I know there have been questions about this but I'm afraid I am still not really getting it. It's kind of embarrassing that something is not clicking at this point because I have asked some related questions before. I want to understand exactly what the process is for defining a Weil divisor from an invertible sheaf along with a choice of "rational section".
Throughout, let $X$ be a noetherian, integral, normal scheme.
My first confusion is precisely what is meant by rational section. Most sources just define it as "a section of $\mathcal{L}$ defined over a dense open subset". This seems to just be the definition of an element of the stalk of $\mathcal{L}$ at the generic point. Is there a reason they don't just define it this way, or is it somehow different?
In the case that $\mathcal{L}$ is just the structure sheaf, then a rational section is just a non-zero element of the quotient field of any affine open subset, call it $f \in K^{*}(X)$. Then if $Y$ is a prime Weil divisor with generic point $\eta$, then the local ring $\mathcal{O}_{\eta} \subseteq K^{*}(X)$ is a DVR and we obtain a valuation corresponding to it. I am having trouble reducing the invertible sheaf case to this.

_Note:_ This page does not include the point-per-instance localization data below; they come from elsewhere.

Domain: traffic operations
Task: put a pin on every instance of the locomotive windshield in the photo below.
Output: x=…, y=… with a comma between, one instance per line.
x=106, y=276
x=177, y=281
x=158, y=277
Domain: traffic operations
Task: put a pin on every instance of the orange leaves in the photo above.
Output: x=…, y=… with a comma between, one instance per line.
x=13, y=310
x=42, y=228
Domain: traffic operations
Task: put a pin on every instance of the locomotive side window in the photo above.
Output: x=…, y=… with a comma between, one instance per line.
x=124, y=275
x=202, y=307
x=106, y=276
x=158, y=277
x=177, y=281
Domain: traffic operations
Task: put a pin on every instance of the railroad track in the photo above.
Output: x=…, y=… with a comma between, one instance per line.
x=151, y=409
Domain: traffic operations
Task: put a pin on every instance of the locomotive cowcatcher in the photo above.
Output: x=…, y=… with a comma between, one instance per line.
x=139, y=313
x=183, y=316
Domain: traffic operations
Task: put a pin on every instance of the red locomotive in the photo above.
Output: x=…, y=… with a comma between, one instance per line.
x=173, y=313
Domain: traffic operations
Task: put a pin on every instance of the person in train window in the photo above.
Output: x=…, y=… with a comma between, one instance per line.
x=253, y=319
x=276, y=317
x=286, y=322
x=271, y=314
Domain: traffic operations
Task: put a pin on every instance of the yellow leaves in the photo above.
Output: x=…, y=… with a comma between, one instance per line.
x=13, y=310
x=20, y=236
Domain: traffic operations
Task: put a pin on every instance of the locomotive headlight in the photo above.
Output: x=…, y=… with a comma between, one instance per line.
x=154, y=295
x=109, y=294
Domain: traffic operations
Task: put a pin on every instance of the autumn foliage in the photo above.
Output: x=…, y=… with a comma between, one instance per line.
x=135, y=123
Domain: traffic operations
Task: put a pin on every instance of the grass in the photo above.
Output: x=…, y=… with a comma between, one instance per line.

Let $(\mathcal{L}, s)$ be an invertible sheaf and rational section (which I am assuming is just an element of the stalk of $\mathcal{L}$ at the generic point of $X$). Now if $Y$ is again a prime Weil divisor with generic point $\eta$, we can choose a trivialising open neighbourhood $U \ni \eta$ with trivialisation $$ \psi: \mathcal{L}|_{U} \longrightarrow \mathcal{O}_{U}. $$ But it is not clear where to go from here. I want to somehow transport the element of the stalk of $\mathcal{L}$ to an element of the stalk of $\mathcal{O}_{U}$. So do I just take the colimit of this trivliaisation over open subsets inside $U$? Can someone walk me through this process in detail, because I find a lot of resources just seem to handwave and say something like "just transport the rational section" and it isn't clear to me what that means in rigorous terms.